While Congress amended the National Ambient Air Quality Standards statute to explicitly authorize use of cap-and-trade as a compliance mechanism, it did not do so regarding carbon or Section 111, Roberts said.
“Generation shifting can be described as a ‘system’ … capable of reducing emissions,” Roberts acknowledged. “But of course almost anything could constitute such a ‘system’; shorn of all context, the word is an empty vessel. Such a vague statutory grant is not close to the sort of clear authorization required by our precedents.”

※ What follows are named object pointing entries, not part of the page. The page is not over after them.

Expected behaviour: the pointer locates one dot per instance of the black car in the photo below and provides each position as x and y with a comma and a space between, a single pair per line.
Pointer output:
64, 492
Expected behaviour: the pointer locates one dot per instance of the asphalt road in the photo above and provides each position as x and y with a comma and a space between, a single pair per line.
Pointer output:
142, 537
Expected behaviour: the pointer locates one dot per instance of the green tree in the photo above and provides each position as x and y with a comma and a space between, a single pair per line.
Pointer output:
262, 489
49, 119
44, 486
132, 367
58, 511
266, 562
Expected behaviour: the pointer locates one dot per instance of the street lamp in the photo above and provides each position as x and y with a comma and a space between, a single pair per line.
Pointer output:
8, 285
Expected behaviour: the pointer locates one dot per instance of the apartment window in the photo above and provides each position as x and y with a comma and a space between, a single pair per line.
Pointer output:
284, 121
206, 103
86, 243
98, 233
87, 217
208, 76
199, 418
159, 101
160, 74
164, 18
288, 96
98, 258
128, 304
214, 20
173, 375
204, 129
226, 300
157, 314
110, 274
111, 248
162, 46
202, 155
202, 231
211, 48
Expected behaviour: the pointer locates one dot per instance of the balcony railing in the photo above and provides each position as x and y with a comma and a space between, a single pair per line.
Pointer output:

“When Congress seems slow to solve problems, it may be only natural that those in the executive branch might seek to take matters into their own hands,” Gorsuch wrote in a concurrence with Alito. “But the Constitution does not authorize agencies to use pen-and-phone regulations as substitutes for laws passed by the people’s representatives.”
Dissent
The majority’s ruling denies EPA “the power Congress gave it to respond to ‘the most pressing environmental challenge of our time,’” Justice Elena Kagan responded in a dissent, quoting from the court’s 2007 ruling that carbon dioxide and greenhouse gases are air pollutants under the Clean Air Act and can be regulated by EPA (Massachusetts v. EPA).
“The majority’s decision rests on one claim alone: that generation shifting is just too new and too big a deal for Congress to have authorized it in Section 111’s general terms. But that is wrong. A key reason Congress makes broad delegations like Section 111 is so an agency can respond, appropriately and commensurately, to new and big problems,” said Kagan, who was joined by Justices Stephen Breyer and Sonia Sotomayor in the dissent.
“Section 111 does not impose any constraints — technological or otherwise — on EPA’s authority to regulate stationary sources (except for those stated, like cost). In somehow (and to some extent) saying otherwise, the majority flouts the statutory text,” she wrote.
“The current court is textualist only when being so suits it. When that method would frustrate broader goals, special canons like the ‘major questions doctrine’ magically appear as get out-of-text-free cards,” Kagan continued. “Today, one of those broader goals makes itself clear: prevent agencies from doing important work, even though that is what Congress directed. That anti-administrative-state stance shows up in the majority opinion, and it suffuses the concurrence.”
Kagan said even facility-specific controls dictate “the national energy mix to one or another degree.”
“That result follows because regulations affect costs, and the electrical grid works by taking up energy from low-cost providers before high-cost ones. Consider an example: Suppose EPA requires coal-fired plants to use carbon-capture technology. That action increases those plants’ costs, and automatically (by virtue of the way the grid operates) reduces their share of the electricity market. … Everything EPA does is ‘generation shifting.’ The majority’s idea that EPA has no warrant to direct such a shift just indicates that courts sometimes do not really get regulation.”
Kagan also challenged the majority’s fear of the cost of the Obama plan, saying the CPP, “we now know, would have had little or no impact.”
During arguments before the court in February, the Biden administration said the electric industry achieved the CPP’s emission limits a decade ahead of schedule — without the regulation in place. Opponents countered that although the standards were largely met nationwide, 20 states had not met them.